Reed Solomon Decoding - Error Correction - Syndromes Calculation - qr-code

I am implementing Reed Solomon Decoding for QR Codes Decoding using C++.
I have implemented the main part of Decoding and error detection so far. I have followed ISO/IEC 18004:2006 Manual.
As I have seen in Annex B : Error Correction decoding steps, Syndromes S(i)
are calculated as S(i) = R(a^i). Let's assume we have High Error Correction Level, so we have 9 Data Codewords and 17 Error Correction Codewords, which give us a total of 26 codewords when we are in QR Codes Version 1. So, I assume that the polynomial R(x) shown in Pg.76 of ISO/IEC 18004:2006 Manual will be a sequence of
Data Codewords and Error Correction Codewords with correct power of x respectively.

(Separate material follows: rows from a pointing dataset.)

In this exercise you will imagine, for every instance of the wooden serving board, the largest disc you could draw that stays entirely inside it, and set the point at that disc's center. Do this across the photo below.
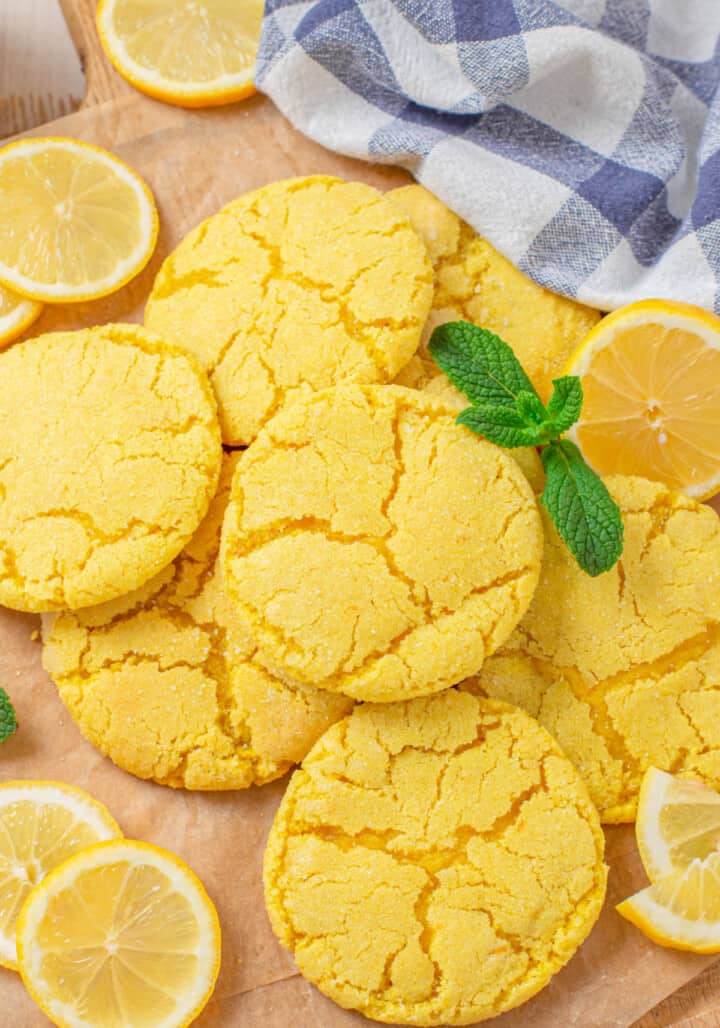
(194, 162)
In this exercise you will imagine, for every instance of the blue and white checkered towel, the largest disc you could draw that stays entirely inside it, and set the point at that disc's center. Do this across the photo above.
(581, 138)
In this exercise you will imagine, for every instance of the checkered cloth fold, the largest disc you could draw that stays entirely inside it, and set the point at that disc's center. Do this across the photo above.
(581, 138)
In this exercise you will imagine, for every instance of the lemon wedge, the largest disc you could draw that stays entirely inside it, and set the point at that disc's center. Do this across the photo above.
(650, 375)
(16, 314)
(188, 52)
(681, 910)
(77, 222)
(41, 824)
(122, 933)
(678, 821)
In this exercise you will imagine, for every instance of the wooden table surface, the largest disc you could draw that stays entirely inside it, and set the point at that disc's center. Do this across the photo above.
(41, 79)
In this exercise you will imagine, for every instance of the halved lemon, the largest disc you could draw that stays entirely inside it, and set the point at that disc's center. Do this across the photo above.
(188, 52)
(16, 314)
(77, 222)
(681, 910)
(651, 381)
(678, 821)
(41, 824)
(121, 933)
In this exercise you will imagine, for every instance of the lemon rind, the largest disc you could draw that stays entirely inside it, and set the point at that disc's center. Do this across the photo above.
(215, 93)
(673, 315)
(36, 905)
(131, 266)
(19, 319)
(87, 809)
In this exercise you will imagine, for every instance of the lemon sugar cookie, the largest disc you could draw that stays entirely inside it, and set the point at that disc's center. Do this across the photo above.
(293, 288)
(623, 668)
(163, 682)
(110, 452)
(376, 548)
(475, 283)
(434, 861)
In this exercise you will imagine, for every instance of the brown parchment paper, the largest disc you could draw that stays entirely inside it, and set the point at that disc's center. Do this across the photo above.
(195, 161)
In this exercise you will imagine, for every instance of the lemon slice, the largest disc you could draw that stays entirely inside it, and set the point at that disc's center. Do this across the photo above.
(681, 910)
(16, 314)
(41, 824)
(189, 52)
(120, 934)
(651, 381)
(678, 821)
(77, 222)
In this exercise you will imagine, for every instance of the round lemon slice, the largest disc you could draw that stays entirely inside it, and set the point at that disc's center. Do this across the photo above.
(121, 933)
(681, 910)
(188, 52)
(651, 382)
(41, 824)
(16, 314)
(77, 222)
(678, 821)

So, S(i) = R(a^j) , where i=0...15 and j=0...25 for High Error Correction Level. But, when I run my code and as I have a whole QR Code Matrix with no errors, I expect all syndromes to be equal to zero, I take as a result non-zero Syndromes. Have I understood something wrong about Syndromes calculation under Galois Field Arithmetic through Reed Solomon Decoding ?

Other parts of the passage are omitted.